Un ciel laiteux, perlin, surplombe ;
Est-ce un ébrouement de colombe,
Ce bruit qui passe, si léger
Qu'on croirait entendre neiger ?
Non, cela court sur l'herbe lisse,
Où l'aube aux pieds d'ivoire glisse,
Touche l'épaule des bouleaux,
Entrouvre un nid fleuri d'oiseaux.
Tant de bonheur, tant de joie !
Il semble qu'une beauté noie
Ce que la lune a vu mourir.
Un rosier bouge et veut offrir
Au chemin sa hotte de roses ;
Le bourgeon se métamorphose,
Cœur étonné de l'univers.
Des teintes colorent l'éther .
Voici que le rayon superbe
Comme une averse envahit l'herbe.
Au fond d'un feuillage encore frais
L'aube a blotti son front de lait ;
Mais déjà les cigales grêles
Orchestrent leurs crissantes ailes,
Convoquent au plaisir la fleur
Dont le col courbait sous un pleur.
L'heure sonne, folle et stridente,
Et l'aube est un petit dieu mort ;
Car au balcon du ciel en pente
Rit le soleil aux cornes d'or !
Medjé Vézina* (1934)
Tiré de : Medjé Vézina, Chaque heure a son visage, Montréal, Éditions du Totem, 1934, p. 63-64.
* Ernestine dite Medjé Vézina est née à Montréal le 16 avril 1896, de Joseph-Damien Vézina, médecin, et de Fabiola Alain. Après des études au couvent de Lachine, qu'elle termina en 1914, elle fut lauréate de l'Académie de musique de Québec, puis en 1926, elle entra à titre de publiciste-stagiaire à l'École d'art paysan de Québec et devint codirectrice, avec Adrienne Choquette, de Terre et Foyer, revue d'éducation populaire publiée par le gouvernement du Québec.
Durant vingt-six ans, elle prépara l'édition mensuelle de la revue avec l'aide de deux illustratrices, Suzanne Auger et Cécile Lemieux. Entretemps, elle fut, de 1941 à 1944, rédactrice et directrice de la Revue des Fermières, publiée par le ministère de l'Agriculture du Québec.
En 1934, elle publia Chaque heure a son visage, son unique recueil de poésies. Elle participa, à l'Auditorium du Plateau à Montréal, au Grand gala de poésie organisé par la Société des écrivains canadiens-français à l'occasion de la tenue du Deuxième Congrès de la langue française au Canada. Elle a collaboré à divers périodiques dont Le Jour, la Revue populaire, la Revue moderne, Paysana, L'Émérillon, Elle prit sa retraite en 1961.
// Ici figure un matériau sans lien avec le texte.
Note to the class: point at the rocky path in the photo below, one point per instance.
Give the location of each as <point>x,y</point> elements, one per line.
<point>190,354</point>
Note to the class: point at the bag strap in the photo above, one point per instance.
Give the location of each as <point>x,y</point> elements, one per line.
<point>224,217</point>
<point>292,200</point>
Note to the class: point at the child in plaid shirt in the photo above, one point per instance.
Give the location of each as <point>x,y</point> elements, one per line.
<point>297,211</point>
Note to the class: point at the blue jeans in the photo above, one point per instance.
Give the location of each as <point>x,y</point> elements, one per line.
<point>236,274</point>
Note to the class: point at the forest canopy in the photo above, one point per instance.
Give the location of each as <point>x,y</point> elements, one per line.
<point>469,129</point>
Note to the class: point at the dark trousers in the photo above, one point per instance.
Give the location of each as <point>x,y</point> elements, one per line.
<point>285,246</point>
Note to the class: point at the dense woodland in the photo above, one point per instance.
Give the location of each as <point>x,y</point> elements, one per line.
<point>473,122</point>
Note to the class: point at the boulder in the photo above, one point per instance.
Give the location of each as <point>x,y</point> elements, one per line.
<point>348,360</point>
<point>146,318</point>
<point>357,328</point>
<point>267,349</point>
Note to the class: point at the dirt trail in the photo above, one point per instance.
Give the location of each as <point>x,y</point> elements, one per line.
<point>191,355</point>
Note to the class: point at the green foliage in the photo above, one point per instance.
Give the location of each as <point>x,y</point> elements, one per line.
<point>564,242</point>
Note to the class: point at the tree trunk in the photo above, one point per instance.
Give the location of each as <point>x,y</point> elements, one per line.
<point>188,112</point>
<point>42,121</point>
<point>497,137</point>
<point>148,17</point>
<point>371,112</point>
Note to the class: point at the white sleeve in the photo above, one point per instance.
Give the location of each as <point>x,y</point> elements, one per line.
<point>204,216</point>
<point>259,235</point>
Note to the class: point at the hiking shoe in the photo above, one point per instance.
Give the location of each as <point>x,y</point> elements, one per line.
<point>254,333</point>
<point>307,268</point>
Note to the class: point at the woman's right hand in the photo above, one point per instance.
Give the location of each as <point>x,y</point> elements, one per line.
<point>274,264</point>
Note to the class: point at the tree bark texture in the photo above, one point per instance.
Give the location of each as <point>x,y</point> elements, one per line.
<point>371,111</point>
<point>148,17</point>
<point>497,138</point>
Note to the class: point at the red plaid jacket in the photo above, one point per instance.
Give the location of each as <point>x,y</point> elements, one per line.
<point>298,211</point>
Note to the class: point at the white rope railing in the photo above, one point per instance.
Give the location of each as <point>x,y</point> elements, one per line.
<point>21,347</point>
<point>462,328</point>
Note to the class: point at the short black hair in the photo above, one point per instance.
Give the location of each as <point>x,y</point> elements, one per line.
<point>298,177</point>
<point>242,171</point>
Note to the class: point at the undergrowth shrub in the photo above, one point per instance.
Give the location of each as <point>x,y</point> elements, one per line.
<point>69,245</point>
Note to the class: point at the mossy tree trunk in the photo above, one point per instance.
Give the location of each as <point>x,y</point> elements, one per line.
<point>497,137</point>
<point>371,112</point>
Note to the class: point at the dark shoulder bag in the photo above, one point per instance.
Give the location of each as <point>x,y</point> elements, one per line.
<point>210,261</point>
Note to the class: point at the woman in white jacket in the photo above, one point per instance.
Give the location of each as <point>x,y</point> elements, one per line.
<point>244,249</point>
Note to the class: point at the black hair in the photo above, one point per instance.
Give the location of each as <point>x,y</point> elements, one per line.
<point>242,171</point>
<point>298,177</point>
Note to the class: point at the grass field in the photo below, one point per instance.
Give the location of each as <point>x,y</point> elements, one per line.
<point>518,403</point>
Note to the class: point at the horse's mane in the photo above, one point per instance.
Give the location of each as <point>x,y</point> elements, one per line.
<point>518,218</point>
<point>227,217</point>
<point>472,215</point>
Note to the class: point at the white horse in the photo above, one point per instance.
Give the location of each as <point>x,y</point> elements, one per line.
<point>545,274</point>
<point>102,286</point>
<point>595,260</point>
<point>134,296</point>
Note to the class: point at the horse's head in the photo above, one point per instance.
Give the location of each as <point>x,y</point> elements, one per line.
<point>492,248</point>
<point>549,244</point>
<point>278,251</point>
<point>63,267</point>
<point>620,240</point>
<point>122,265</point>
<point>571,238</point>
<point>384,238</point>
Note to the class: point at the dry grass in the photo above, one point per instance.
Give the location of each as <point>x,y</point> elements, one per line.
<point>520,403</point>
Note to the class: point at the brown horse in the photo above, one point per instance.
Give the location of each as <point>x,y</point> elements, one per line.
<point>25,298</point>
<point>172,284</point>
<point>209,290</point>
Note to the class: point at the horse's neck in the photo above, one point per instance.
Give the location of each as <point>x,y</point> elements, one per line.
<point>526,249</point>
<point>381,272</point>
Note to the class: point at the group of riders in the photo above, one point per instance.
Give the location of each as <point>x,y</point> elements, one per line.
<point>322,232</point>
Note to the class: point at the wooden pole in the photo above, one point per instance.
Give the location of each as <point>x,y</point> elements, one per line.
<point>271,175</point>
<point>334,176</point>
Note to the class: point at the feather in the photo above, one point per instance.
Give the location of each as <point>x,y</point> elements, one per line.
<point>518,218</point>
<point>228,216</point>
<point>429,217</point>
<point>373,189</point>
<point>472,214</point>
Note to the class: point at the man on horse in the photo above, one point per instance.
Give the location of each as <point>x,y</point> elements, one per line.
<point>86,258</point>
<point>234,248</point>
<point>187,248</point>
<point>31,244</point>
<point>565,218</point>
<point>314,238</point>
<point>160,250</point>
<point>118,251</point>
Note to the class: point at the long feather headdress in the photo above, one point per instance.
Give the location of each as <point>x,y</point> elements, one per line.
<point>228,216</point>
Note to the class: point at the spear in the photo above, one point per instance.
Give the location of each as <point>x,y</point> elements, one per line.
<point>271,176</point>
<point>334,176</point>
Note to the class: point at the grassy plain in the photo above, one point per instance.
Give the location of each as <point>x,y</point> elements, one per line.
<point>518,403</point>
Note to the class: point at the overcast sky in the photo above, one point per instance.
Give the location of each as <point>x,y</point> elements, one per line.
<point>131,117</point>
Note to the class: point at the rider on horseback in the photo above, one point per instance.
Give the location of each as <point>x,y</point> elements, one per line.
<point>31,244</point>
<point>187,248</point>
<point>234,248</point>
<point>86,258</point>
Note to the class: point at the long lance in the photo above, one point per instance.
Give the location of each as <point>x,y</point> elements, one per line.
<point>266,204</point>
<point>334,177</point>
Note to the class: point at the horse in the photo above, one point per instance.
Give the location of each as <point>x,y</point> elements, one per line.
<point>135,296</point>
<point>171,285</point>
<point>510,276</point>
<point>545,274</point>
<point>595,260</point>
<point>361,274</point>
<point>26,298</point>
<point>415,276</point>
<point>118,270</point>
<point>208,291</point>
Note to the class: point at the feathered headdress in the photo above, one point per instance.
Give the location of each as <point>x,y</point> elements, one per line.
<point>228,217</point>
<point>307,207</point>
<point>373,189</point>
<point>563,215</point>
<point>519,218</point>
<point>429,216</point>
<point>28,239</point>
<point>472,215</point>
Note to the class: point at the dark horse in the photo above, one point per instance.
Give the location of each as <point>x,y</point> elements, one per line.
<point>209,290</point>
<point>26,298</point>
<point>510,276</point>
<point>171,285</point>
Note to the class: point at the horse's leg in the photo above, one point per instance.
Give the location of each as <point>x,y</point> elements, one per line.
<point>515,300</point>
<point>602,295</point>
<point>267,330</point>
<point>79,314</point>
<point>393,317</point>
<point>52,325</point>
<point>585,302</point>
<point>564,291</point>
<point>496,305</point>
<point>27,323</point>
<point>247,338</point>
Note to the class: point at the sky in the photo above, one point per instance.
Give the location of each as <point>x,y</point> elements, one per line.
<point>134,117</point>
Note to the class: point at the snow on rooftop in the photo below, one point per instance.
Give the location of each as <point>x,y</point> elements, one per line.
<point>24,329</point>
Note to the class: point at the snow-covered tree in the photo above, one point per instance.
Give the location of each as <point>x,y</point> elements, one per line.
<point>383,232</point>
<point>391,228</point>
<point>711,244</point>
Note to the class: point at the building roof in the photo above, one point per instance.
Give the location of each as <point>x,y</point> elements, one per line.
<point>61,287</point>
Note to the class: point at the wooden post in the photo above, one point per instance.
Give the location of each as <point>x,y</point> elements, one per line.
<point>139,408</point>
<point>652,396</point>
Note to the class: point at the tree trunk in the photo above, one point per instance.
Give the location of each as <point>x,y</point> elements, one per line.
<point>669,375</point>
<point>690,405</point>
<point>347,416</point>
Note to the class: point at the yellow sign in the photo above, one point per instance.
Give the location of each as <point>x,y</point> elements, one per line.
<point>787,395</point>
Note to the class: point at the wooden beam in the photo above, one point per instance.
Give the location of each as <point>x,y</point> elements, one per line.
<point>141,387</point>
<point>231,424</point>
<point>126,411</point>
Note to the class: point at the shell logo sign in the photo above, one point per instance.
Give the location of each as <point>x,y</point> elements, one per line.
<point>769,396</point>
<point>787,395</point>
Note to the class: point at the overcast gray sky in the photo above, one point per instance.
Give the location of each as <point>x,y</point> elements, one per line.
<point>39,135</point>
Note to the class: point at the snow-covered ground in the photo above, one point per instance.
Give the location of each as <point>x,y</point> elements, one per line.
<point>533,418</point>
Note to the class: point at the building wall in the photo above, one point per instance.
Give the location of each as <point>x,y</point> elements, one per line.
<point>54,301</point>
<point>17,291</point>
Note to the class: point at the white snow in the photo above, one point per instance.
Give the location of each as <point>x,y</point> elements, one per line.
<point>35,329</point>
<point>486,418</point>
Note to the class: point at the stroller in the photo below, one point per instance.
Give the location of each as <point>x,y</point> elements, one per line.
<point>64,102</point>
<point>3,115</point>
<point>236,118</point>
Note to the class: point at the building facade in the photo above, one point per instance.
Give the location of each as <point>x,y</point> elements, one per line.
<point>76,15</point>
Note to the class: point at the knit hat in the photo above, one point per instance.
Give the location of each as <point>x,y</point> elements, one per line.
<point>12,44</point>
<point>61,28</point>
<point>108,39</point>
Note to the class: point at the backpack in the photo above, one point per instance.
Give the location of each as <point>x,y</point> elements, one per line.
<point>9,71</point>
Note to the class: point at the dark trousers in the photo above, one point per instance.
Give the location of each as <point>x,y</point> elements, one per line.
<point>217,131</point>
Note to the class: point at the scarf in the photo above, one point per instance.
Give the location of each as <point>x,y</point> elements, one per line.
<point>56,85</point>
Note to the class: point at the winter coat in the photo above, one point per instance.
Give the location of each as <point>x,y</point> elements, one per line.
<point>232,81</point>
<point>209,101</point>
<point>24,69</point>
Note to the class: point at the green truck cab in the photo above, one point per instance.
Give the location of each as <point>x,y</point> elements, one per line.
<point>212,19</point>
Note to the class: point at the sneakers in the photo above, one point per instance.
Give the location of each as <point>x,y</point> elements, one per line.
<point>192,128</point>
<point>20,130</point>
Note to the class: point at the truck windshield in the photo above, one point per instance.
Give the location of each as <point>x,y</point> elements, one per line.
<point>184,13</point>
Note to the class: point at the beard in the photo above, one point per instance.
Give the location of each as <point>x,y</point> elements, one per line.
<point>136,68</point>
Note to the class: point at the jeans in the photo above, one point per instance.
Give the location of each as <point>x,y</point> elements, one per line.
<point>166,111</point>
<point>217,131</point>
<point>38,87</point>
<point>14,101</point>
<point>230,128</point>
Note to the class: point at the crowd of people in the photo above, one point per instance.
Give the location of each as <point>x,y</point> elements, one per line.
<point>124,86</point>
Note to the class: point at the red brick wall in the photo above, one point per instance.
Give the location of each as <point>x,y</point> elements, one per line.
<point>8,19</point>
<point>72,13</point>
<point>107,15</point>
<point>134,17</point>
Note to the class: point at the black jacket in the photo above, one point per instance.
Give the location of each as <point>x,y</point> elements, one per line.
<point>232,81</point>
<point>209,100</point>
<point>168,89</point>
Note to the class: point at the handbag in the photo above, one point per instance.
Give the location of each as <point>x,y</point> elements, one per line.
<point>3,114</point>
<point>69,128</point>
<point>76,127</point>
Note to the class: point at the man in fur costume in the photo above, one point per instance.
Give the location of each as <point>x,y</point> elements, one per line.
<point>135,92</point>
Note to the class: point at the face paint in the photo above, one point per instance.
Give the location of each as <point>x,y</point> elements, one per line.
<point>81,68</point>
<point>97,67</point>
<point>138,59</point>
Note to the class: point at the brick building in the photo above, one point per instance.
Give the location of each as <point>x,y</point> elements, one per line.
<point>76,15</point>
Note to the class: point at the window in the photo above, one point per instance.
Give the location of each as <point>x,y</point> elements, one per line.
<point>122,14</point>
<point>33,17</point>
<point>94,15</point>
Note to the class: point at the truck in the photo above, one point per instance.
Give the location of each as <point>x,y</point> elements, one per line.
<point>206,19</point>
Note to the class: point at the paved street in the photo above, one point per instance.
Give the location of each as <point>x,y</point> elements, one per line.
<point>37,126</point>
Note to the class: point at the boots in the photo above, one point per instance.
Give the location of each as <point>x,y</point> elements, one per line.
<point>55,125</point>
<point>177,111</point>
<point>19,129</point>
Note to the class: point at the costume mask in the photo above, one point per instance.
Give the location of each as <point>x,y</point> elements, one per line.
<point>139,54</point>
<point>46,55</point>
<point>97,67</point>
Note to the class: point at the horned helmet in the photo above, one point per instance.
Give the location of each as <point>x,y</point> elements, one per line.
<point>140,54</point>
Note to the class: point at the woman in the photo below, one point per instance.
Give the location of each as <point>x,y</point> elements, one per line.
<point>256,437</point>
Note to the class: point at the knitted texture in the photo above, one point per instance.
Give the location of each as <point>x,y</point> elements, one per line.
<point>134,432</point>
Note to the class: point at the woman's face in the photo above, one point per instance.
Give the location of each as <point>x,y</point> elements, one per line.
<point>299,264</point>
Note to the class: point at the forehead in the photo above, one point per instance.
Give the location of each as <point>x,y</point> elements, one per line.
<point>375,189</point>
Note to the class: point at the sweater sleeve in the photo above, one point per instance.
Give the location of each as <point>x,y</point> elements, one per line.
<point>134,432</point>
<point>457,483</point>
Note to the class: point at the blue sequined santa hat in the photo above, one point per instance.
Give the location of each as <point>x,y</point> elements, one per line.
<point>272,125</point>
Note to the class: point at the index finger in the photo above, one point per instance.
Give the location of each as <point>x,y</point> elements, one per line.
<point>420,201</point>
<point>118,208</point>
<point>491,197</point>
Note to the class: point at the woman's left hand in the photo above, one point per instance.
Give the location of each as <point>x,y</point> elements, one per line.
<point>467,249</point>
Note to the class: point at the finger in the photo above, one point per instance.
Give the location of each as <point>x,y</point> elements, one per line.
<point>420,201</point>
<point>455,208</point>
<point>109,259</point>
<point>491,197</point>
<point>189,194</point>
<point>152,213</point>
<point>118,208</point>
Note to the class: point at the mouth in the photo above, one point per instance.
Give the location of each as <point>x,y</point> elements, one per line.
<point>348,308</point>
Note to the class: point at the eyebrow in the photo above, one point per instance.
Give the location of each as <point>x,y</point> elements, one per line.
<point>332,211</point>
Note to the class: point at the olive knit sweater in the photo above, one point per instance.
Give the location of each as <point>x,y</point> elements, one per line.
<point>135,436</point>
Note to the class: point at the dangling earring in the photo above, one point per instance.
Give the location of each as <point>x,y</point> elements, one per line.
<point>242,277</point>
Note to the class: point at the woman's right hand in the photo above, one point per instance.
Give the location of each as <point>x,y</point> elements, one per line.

Son recueil Chaque heure a son visage est célébré dans les termes suivants par les critiques littéraires Laurent Mailhot et Pierre Nepveu : « [...] d'une passion généreuse et tourmentée, qui suffit à placer [Medjé Vézina] au tout premier rang des poètes de son époque. Souvent négligée parmi les voix féminines du début des années trente, Medjé Vézina les domine pourtant par la rigueur et l'intensité de son écriture ».
Medjé Vézina est morte à Québec le 4 avril 1981.
(Sources : Marie-Paule Desjardins, Dictionnaire biographique des femmes célèbres et remarquables de notre histoire, Montréal, éditions Guérin, 2007, p. 484 ; Dictionnaire des oeuvres littéraires du Québec, tome 2, Montréal, éditions Fides, 1981, p. 215 ; Laurent Mailhot et Pierre Nepveu, La poésie québécoise des origines à nos jours, Montréal, éditions de L'Hexagone, 1981, p. 209).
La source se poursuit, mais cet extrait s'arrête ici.